I sat on the plane, waiting for the usual ritual of things before we would take off and head home. The flight had been delayed, so the whole trip would happen in darkness. The air hostess went through the emergency exit rules with us in her sing song, ‘this will never happen in 37 million light years’ voice. I imagined the feeling of the red rubber handle, and how heavy 20 kilos would be as I pulled the door out and turned it on its side. I also thought how glad I was that people with compulsions don’t sit in the exit rows.

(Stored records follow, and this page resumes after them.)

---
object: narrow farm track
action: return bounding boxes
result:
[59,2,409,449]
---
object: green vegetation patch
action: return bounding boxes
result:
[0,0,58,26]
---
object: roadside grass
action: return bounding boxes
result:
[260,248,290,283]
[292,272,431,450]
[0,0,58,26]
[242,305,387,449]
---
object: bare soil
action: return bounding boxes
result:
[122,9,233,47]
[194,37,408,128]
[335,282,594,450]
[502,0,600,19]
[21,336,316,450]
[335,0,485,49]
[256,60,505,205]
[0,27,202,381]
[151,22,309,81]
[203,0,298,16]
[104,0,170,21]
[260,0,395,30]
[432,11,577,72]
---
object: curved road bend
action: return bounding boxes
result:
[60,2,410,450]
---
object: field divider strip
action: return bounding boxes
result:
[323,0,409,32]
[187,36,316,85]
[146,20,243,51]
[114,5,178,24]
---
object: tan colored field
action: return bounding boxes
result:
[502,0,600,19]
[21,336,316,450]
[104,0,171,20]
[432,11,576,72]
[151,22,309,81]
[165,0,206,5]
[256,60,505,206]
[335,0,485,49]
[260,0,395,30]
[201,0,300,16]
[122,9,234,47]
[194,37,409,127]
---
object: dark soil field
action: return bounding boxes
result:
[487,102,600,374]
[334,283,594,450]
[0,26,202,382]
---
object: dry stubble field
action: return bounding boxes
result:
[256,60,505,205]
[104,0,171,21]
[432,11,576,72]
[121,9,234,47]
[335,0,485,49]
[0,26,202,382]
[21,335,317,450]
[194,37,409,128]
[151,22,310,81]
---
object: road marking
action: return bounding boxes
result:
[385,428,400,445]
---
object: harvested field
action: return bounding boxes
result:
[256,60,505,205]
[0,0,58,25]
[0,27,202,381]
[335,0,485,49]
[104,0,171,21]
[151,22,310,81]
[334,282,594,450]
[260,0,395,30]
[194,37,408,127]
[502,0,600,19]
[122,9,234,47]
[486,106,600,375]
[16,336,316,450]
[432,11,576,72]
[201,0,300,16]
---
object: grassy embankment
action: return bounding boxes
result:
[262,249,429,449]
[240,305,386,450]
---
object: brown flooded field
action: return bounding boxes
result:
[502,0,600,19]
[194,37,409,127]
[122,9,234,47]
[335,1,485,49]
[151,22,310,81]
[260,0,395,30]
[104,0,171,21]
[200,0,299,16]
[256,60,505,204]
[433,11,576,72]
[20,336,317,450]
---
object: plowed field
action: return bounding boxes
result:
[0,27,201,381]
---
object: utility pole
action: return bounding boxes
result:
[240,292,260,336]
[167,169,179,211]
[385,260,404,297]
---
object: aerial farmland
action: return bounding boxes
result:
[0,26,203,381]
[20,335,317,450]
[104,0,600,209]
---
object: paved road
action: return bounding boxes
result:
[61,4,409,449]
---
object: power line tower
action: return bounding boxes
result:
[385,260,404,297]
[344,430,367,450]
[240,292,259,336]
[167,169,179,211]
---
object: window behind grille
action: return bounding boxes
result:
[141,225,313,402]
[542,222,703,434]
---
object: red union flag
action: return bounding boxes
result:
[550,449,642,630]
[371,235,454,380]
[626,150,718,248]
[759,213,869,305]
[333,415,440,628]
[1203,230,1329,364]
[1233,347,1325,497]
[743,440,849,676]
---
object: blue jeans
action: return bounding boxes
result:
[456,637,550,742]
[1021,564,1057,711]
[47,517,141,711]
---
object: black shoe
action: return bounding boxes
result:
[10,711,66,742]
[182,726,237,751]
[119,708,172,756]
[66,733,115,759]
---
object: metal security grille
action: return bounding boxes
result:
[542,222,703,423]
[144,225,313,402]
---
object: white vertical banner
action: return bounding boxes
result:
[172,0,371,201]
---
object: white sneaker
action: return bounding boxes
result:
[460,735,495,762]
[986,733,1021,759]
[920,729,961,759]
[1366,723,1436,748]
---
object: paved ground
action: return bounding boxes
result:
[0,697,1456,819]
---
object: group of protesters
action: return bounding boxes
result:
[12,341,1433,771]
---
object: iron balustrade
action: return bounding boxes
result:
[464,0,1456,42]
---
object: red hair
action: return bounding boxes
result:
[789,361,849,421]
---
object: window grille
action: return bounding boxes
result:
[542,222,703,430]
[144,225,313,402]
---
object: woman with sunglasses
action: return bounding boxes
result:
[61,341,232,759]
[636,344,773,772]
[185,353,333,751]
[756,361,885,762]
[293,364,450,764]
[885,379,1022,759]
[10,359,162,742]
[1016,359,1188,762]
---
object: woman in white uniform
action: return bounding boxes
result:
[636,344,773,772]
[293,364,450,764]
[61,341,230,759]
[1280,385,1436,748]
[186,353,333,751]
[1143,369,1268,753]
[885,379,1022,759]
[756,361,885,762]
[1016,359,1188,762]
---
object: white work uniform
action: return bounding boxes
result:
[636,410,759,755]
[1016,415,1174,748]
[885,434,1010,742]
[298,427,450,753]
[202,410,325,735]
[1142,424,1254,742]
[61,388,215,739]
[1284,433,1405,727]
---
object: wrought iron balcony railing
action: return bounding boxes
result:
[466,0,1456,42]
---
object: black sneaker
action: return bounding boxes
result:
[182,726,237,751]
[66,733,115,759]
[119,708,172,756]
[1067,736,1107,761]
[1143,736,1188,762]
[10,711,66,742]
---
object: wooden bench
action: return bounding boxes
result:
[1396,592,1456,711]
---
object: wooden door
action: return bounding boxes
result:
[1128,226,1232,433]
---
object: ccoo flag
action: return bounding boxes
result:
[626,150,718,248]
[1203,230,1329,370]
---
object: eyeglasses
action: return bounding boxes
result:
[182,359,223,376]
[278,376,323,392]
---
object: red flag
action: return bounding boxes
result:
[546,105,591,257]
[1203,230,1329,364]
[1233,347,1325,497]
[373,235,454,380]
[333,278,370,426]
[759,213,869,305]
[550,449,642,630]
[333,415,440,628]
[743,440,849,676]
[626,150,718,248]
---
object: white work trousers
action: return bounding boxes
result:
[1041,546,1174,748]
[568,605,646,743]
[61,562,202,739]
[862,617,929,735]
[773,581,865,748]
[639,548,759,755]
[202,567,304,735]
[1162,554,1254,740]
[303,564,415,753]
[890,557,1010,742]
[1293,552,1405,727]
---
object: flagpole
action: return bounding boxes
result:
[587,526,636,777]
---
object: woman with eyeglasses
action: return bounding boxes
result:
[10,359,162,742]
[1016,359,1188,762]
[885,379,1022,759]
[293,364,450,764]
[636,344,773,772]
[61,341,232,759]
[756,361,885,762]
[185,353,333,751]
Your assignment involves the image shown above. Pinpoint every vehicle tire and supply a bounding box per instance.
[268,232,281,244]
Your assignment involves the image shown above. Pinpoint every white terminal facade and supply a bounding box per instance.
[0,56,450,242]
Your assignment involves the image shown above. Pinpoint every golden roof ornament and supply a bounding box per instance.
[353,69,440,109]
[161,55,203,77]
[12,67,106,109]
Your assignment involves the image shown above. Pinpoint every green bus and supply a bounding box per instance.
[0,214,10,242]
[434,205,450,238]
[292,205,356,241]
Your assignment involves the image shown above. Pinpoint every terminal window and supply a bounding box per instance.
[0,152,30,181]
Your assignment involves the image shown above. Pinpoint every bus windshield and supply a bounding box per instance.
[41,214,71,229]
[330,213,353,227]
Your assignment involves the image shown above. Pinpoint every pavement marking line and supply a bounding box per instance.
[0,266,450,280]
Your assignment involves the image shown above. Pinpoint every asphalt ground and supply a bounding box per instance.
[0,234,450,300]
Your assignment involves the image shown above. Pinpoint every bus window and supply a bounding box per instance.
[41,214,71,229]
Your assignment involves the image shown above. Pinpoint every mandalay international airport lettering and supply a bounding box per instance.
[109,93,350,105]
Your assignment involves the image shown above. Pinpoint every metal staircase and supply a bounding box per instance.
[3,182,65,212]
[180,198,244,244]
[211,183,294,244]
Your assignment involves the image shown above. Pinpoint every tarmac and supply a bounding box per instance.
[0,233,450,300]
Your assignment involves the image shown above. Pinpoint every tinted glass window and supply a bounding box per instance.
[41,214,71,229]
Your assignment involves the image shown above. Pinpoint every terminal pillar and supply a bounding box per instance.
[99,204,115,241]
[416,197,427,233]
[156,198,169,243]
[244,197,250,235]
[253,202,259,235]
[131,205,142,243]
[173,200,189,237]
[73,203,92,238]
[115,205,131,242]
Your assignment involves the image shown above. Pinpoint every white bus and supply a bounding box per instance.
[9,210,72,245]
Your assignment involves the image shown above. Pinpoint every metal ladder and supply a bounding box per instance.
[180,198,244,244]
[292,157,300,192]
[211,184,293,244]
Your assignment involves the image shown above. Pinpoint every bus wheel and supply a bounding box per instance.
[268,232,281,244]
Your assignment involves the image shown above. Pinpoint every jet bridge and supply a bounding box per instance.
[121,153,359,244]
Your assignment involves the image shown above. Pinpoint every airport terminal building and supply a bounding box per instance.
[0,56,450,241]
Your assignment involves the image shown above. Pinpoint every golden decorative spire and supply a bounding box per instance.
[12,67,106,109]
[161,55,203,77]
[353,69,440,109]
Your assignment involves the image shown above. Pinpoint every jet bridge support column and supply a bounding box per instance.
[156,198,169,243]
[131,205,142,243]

The air outside, through the double plastic windows, was frosty, and so crystal clear that the lights on the runway were bold and had no halos. The engines started up and the plane crawled to the runway. The notion of flight for this giant metal tube with wings, and all the passengers, with their bags and suitcases, and telephones and laptops, and 300 jackets, and toiletry bags filled with more stuff, seemed as unlikely as another earth 37 million light years away. I knew that this was nothing short of a science miracle, and yet, I was irritated that we would be 45 minutes later than expected; our dogs were waiting. People are funny and strange. We had stood in the boarding queue and tapped our heels and checked our phones and glared at the people in their winter airport coats behind their little ticket desks, urging them to hurry it all up. Like hurrying up a cake that is baking. Nobody says, “We are going to be flying in the air. Let’s make sure this is all safe, and can happen.”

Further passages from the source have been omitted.